Meta titles and descriptions strongly shape engagement in search and recommendation platforms, yet optimizing them remains challenging. Search engine ranking models are black box environments, explicit labels are unavailable, and feedback such as click-through rate (CTR) arrives only post-deployment. Existing template, LLM, and retrieval-augmented approaches either lack diversity, hallucinate attributes, or ignore whether candidate phrasing has historically succeeded in ranking. This leaves a gap in directly leveraging implicit signals from observable outcomes. We introduce MetaSynth, a multi-agent retrieval-augmented generation framework that learns from implicit search feedback. MetaSynth builds an exemplar library from top-ranked results, generates candidate snippets conditioned on both product content and exemplars, and iteratively refines outputs via evaluator-generator loops that enforce relevance, promotional strength, and compliance.

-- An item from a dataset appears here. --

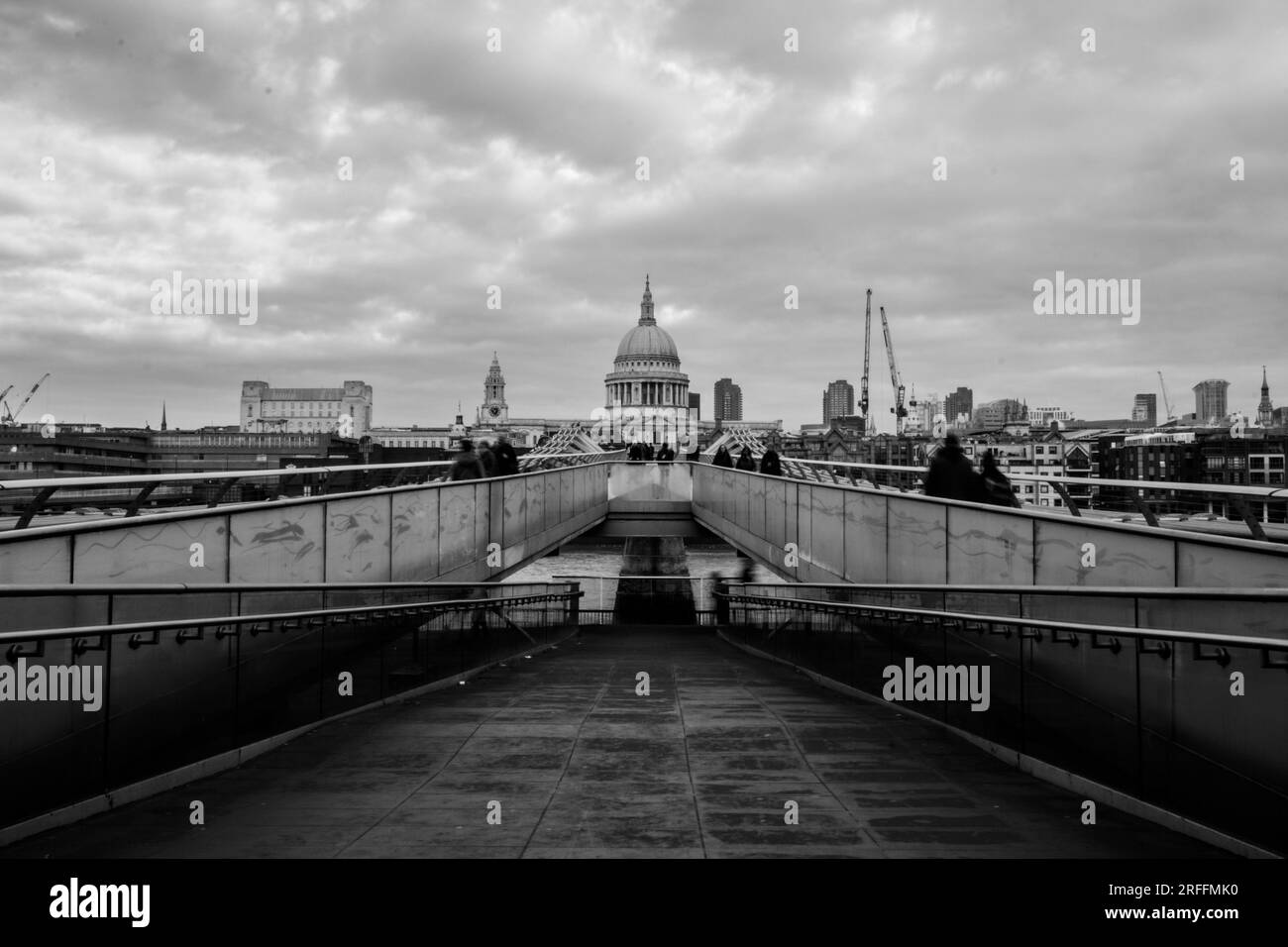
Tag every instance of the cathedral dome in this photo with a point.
(647, 342)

On both proprietary e-commerce data and the Amazon Reviews corpus, MetaSynth outperforms strong baselines across NDCG, MRR, and rank metrics. Large-scale A/B tests further demonstrate 10.26% CTR and 7.51% clicks. Beyond metadata, this work contributes a general paradigm for optimizing content in black-box systems using implicit signals.

Paper Structure

This paper contains 19 sections, 8 equations, 4 figures, 4 tables, 1 algorithm.

Figures (4)

  • Figure 1: An example of how MetaSynth optimizes search engine meta descriptions. The top snippet (pre-optimization) is factual but generic, while the bottom snippet (MetaSynth) emphasizes promotional value, readability, and policy compliance. Such refinements directly impact user engagement and search-driven traffic by producing coherent and persuasive messages.
  • Figure 2: MetaSynth Framework: Three main modules to generate and optimize meta titles and descriptions for items, according to seller's provided information, and constraints for better search engine ranking. Left block represents the RAG-based exemplar library creation. Middle block shows the generation module for both meta title and description based on seller provided data and exemplar library. Right block represents the evaluation/refinement loop, where multi evaluator agents evaluate the title/description for their assigned criteria, and if failed to satisfy that criteria, the feedback consolidation agent directs such title/description to re-generation agent along with the provided feedback from rejecting evaluator.
  • Figure 3: Two examples showcasing the edits done by evaluation and refinement agents on RAG outputs, to make the description more accurate and engaging, according to seller's provided description.
  • Figure 4: Case studies comparing MetaSynth method with three other studies (baseline, DRE, COT), in which MetaSynth outcome ranked first among others in the search engine. Some influential words that might be affected the ranking are demonstrated with bold font. Across four verticals of home décor, furniture, apparel, and tailgating/barware, MetaSynth replaces specification lists with fluent, benefit‑led phrasing while preserving key retrieval tokens. This selective emphasis improves readability and broadens intent matching without keyword stuffing, aligning with the relevance–readability–compliance objectives of the method.